Coming off hot thanks to Whiplash and La La Land, Damien Chazelle returned with another ambitious film that centers around Neil Armstrong, an Engineer who joins the space program and spends years training and risking his life during test flights. On July 16, 1969, the world watched as Armstrong and his fellow astronauts Buzz Aldrin and Michael Collins embarked on a journey of a lifetime that’s etched in American history for eternity. The Ryan Gosling vehicle came with some nice buzz due to high critical praise, with the film garnering 87% out of 457 reviews. The film opened up with a solid $16.5 million domestically, with its total run ending at $105.7 million based on a budget of $59 million. First Man is far from a total flop but considering the subject matter and how hot Chazelle’s name was around this time, the film surprisingly faltered at the box office. So, what happened? Let’s dive deeper into the subject to examine the reasoning behind First Man’s lackluster box office run.
Neil Armstrong’s Story Just Didn’t Capture The Interest Of Audiences
According to viewership estimates, nearly 650 million people watched Neil Armstrong walk across the moon on July 20, 1969. You can understand why executives would think that the story of Neil Armstrong and his crew embarking on the historic journey would result in big business at the box office. However, the key thing is that First Man came out in 2018, over four decades after the historic moment. Neil Armstrong’s story hasn’t been forgotten, with schools teaching about the unforgettable moment in history; however, this is a new generation that simply isn’t all that interested in the story of Neil Armstrong. What was cool and engrossing in 1969 is likely a trend of its time. Granted, being the first man to walk across the moon isn’t just some hot fashion trend, but the point is that most of the younger generation could care less about the milestone achievement outside of school walls. I’m not knocking the huge milestone Neil Armstrong accomplished. While the astronaut is engrained into pop culture history forever, Armstrong doesn’t have the appeal to most mainstream audiences like a famous musician or athlete would. Till this day, you hear about The Beatles, The Beach Boys, The Rolling Stones, or Led Zeppelin; In fact, they’re classic music still plays on radio waves. Neil Armstrong doesn’t have that luxury of remaining relevant for different generations. As I previously stated, Neil Armstrong’s story is taught in most schools; however, let’s be honest here, how many students truly take an interest in Neil Armstrong’s story after the school bell rings?

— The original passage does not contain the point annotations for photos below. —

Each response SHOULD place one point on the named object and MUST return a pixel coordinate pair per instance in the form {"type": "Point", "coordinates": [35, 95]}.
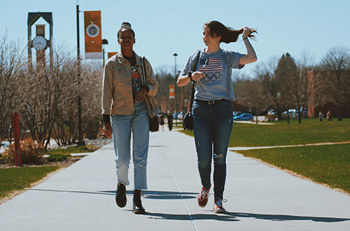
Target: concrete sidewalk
{"type": "Point", "coordinates": [259, 197]}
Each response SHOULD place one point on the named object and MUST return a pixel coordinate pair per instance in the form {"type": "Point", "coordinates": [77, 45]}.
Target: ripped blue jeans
{"type": "Point", "coordinates": [212, 126]}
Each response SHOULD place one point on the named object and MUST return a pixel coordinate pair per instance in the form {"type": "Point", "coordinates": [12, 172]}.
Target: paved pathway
{"type": "Point", "coordinates": [259, 197]}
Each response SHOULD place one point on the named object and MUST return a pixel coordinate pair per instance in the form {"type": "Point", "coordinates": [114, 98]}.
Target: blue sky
{"type": "Point", "coordinates": [164, 27]}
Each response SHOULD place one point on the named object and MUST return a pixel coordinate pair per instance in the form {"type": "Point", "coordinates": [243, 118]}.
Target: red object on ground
{"type": "Point", "coordinates": [15, 127]}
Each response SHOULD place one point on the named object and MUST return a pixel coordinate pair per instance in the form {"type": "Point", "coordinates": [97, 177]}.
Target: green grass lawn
{"type": "Point", "coordinates": [309, 131]}
{"type": "Point", "coordinates": [13, 179]}
{"type": "Point", "coordinates": [328, 164]}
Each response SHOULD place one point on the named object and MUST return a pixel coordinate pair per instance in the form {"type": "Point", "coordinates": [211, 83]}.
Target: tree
{"type": "Point", "coordinates": [11, 63]}
{"type": "Point", "coordinates": [291, 84]}
{"type": "Point", "coordinates": [336, 64]}
{"type": "Point", "coordinates": [255, 96]}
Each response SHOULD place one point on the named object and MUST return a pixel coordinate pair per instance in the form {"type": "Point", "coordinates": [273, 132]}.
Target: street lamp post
{"type": "Point", "coordinates": [80, 141]}
{"type": "Point", "coordinates": [104, 42]}
{"type": "Point", "coordinates": [175, 106]}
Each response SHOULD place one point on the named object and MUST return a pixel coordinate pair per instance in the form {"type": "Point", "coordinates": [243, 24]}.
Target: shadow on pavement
{"type": "Point", "coordinates": [164, 195]}
{"type": "Point", "coordinates": [230, 216]}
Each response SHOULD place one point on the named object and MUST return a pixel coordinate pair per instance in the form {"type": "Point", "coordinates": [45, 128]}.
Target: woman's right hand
{"type": "Point", "coordinates": [107, 129]}
{"type": "Point", "coordinates": [197, 75]}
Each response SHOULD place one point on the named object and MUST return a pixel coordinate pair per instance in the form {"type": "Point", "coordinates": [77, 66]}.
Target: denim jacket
{"type": "Point", "coordinates": [117, 96]}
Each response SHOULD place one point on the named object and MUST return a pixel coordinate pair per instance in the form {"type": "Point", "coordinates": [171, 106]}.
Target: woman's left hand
{"type": "Point", "coordinates": [140, 95]}
{"type": "Point", "coordinates": [246, 32]}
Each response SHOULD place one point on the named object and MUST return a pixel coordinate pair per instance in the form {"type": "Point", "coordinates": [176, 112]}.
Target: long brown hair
{"type": "Point", "coordinates": [227, 34]}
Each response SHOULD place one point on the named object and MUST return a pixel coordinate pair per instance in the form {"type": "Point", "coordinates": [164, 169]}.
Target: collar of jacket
{"type": "Point", "coordinates": [121, 59]}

Venom Killed Any Sort Of Momentum That First Man Had
Venom entered the weekend with an abysmal 30% on rotten tomatoes. However, the key factor isn’t that the movie was terrible, but the famed comic book villain had a built-in audience because of the Spider-Man lore. Sure, the last time that Venom made his live-action debut, he was trashed by critics and audiences because he felt shoehorned in during Spider-Man 3 (Which Sam Raimi himself confirmed); however, the string of bad reviews surprisingly didn’t stop comic book lovers from checking out the film themselves. Venom opened to an astounding $80.2 million domestically. That film would end up making nearly $900 million worldwide during its original run. Audiences clearly enjoyed the Sony pic as it was the hot ticket of the month. Of course, another film stole audience’s attention spans that month, A Star is Born. The remake surprisingly took the box office by storm, opening with $42.8 million and ending its run with nearly $500 million worldwide. That film catapulted Lady Gaga’s mainstream appeal, but more importantly, it took the attention of the older demographic. Despite being a Pg-13 film, First Man was also a prestige pic that was mainly targeted for an older audience, the same one that A Star is Born was winning over. The main reason that A Star is Born became such a hot commodity is due to Lady Gaga, who was already a big mainstream music star, thus she was able to draw in the young demographic as well. Venom is an example of how little audiences tend to care about critical reception and how powerful the comic book brand is. We’re still deep in the age of superheroes and it shows no signs of fatigue yet. A Star is Born is a example of how strong word-of-mouth and the overall appeal of musicians in entertainment in media in general. First Man is far from a bad film, but unfortunately, it lacked any pizzazz that the two other movies brought to the table.